ABU DHABI // Cleveland Clinic is to double the number of doctors after complaints from some patients about long waits to get appointments.
The hospital said that 200 additional doctors would be hired by the end of the year to ensure that all patients are seen within two or three weeks.
Abdulla Al Shamsi, chief administrative officer, said there had been an “insatiable demand” for services at the hospital, which began accepting patients in March last year.
“We currently have 200 doctors as part of our clinical workforce. This will grow to 400 doctors by the end of next year and the growth of these doctors will be concentrated on the areas that will address these exact points of demand,” Mr Al Shamsi said.

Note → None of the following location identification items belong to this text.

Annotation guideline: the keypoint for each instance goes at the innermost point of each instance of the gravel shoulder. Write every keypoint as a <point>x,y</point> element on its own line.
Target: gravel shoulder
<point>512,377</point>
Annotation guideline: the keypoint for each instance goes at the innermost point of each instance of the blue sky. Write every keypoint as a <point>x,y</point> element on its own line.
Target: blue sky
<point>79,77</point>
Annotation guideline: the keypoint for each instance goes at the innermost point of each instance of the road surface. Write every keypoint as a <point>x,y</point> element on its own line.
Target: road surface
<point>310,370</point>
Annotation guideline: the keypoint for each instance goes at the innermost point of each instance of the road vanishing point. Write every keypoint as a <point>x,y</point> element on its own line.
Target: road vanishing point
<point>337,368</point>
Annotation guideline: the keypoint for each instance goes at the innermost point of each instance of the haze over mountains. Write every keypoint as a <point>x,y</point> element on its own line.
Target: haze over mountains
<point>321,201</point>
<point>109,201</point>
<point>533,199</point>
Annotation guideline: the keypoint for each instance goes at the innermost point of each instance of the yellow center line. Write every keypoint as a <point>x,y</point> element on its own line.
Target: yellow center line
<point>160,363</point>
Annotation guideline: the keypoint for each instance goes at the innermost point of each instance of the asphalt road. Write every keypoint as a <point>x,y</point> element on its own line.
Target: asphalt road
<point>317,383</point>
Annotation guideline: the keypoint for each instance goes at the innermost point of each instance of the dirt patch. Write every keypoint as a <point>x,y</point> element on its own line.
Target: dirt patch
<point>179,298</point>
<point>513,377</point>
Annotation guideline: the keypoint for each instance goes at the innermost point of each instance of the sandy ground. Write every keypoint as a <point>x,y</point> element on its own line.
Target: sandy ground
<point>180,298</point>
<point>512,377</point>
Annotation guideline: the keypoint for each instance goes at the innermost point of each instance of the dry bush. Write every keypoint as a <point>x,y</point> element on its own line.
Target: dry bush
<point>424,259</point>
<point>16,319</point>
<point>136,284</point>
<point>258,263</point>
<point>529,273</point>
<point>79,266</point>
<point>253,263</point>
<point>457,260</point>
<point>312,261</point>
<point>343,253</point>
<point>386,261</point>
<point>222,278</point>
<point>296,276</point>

Emergency patients are treated immediately while other patients have to wait longer, depending on the speciality. While some patients said they were seen by a doctor within one or two weeks, others who recently sought appointments said they were told they would have to wait up to December.
One patient, Umm Yousef, 33, said that a customer service representative had informed her that the only appointment she could get for the next day was either in the infectious diseases or dermatology departments.
“I had the flu and a painful ulcer in my mouth and needed a GP,” the Moroccan said.
When Emirati Mohamed Salem’s legs felt numb, he went to Burjeel Hospital.
“A doctor at Burjeel told me to go to Cleveland hospital because I needed an MRI and further tests, which would be costly at a private hospital.”
The doctor at Burjeel advised him to go to CCAD’s emergency unit. “That’s the only way I would be seen by a doctor immediately,” said Mr Salam, 43.
“When I tried to book an appointment for my mother-in-law, they gave me an appointment after three months, so I took her to the emergency [room],” he said.
Mr Al Shamsi said that the hospital was aware of current complaints, but also that 50 per cent of patients were getting their appointments within seven days, while only 30 per cent were waiting more than 14 days.
He said that “because of the efficiencies that we want to have within the organisation”, it was now “tailoring the doctors that we are bringing on to make sure they address these areas of demand”.
“By the end of next year, we are working on trying to keep people within a two to three-week timeline, maximum.”
Emergency patients, however, “fall within a 24-hour timeline regardless of what type of pressures we have internally. So if you are an urgent patient, we will take care of you and we will make sure to accommodate you”.
M K, an Emirati, said she called CCAD for an appointment for her friend, a thalassaemia sufferer, who was having severe headaches.
She said that a customer services representative talked her through the situation. “I was worried about my friend and after I described her symptoms to the representative, she calmed us down and said that the situation was not urgent but if the pain was severe then she should come to the hospital and a doctor would see her immediately,” she said.
CCAD is modelled on the Cleveland Clinic in the United States. It is part of Mubadala’s network of world-class healthcare providers that aims to offer healthcare services that previously were available only to Emirati patients able to travel abroad.
At present, CCAD receives between 2,500 and 3,000 calls a day. The hospital currently schedules 1,500 appointments a day but is looking to provide up to 2,000 with the new hirings.
“We are here to provide international-level quality care and in providing that level of care, we are hoping to reduce the need for patients having to travel abroad. We believe we have been successful in achieving that,” Mr Al Shamsi said.
“We have a department called continuous improvement and it’s a cultural aspect that we developed here at CCAD, where we are continually finding ways of being more efficient.”
Cleveland Clinic Abu Dhabi currently accepts Thiqa and premier health insurance policy holders. It also accepts patients who wish to pay themselves.
“We are continuing to work with other insurance providers to offer more choices for healthcare coverage in the future.
“We welcome all patients – Emirati, expat and international patients. In fact, we’ve seen patients from more than 50 countries around the world,” Mr Al Shamsi said.